Birth of Niche Authorship and Mass Amplification
Peter Rojas (gdgt.com), Adam Rugel (Trazzler)
Notes:
We’re in a time of wholesale and wrenching change for established media. The rise of social media has invalidated a lot of core premises for print. This is the so-called ‘democratization’ of media, which isn’t about democracy, but money and control.
And based on the indisputable whipsaw theory of economics, the amplitude of change hits the hardest at the end of the supply chain. So the ‘audience’ is the thing being obliterated here and now.
It seems to me that what is at work in social media in general and even more so in tightly focused projects like those that you two are involved in is an inversion of control and voice, from a top-down, 1:many broadcast dynamic to bottom-up and many:many. In our earlier conversations we talked about niche authorship and mass amplification, but for brevity today I will just call this bottom-up.

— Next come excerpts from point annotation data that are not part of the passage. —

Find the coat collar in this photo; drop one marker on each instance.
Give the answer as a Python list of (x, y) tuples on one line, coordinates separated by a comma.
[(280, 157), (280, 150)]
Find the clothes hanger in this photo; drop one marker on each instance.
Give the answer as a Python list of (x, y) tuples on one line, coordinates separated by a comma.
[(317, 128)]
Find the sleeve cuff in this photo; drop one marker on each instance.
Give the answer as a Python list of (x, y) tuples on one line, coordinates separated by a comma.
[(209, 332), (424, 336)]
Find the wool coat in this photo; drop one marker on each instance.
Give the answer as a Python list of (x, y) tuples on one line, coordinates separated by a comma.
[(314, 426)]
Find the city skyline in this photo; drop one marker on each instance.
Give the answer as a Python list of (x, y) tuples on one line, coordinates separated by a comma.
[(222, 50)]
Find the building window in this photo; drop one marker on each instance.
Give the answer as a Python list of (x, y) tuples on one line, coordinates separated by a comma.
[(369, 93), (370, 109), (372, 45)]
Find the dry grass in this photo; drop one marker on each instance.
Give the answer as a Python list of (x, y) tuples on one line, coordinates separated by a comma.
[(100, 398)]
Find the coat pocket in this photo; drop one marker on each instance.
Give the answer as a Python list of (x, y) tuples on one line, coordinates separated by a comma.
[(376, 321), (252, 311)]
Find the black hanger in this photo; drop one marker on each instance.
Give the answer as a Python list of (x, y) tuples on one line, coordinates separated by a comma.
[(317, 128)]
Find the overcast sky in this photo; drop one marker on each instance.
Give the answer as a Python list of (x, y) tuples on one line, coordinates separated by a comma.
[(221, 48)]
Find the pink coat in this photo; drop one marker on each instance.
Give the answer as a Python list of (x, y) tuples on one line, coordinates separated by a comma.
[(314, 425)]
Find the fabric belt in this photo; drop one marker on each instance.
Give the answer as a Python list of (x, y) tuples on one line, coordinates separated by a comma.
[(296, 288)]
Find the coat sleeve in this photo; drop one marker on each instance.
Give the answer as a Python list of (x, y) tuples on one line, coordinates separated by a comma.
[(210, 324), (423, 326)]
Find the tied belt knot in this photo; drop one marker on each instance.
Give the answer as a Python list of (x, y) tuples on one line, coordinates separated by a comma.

I have an suspiciously long list of questions I want to poke at, with the help of my co-consprirators, Peter Rojas and Adam Rugel. [Intros]
* I hate the term ‘user-generated content’ - it’s a lie. But there is no doubt that much of the heft ot today’s web is the result of widescale participation. This is true for your companies, guys. What are the primary motivations of these contributors? Are they out for money, or is it about extra-monetary intangibles? Are you guys being carried on the backs of a feudal underclass of blog serfs, exploiting their higher impulses?
* Are the best candidates for today’s media start-ups going to look like yours? If not, what other models look interesting? Do you have to adopt the shady mafia shakedown sales approach of Yelp to float this stuff?
* Does bottom-up media represent a new artisanal journalism? Can everyone become a story teller, spilling out the thread of their interactions with gear, restaurants, travel, food, and entertainment? Is this ‘living life out loud’ cheap exhibitionism? Are we heading to a world where people’s dreams are manufactured? Or is this a liberation from the glitz and spin of 20th century advertising?
* Bottom-up means social. People are interacting with other people — through solutions like Trazzler and gdgt — to triangulate on things that cost money, like travel and gear. Will transactions be embbed in this social matrix? Are you guys doing transactions, now, or plan to? Does this make you shills, or is this a better way to decide what to buy?
* What are the more established media going to do? What will Sports Illustrated or the New York Times look like in 5 years? Will this be like the explosion of TV into 500 channels with cable? Are we headed for millions of niche participatory media sites?
* What should we be worried about as individuals, and as a society, with this going on? What will we lose when we can each have a unique experience of media? Will this drive us apart or bring us together?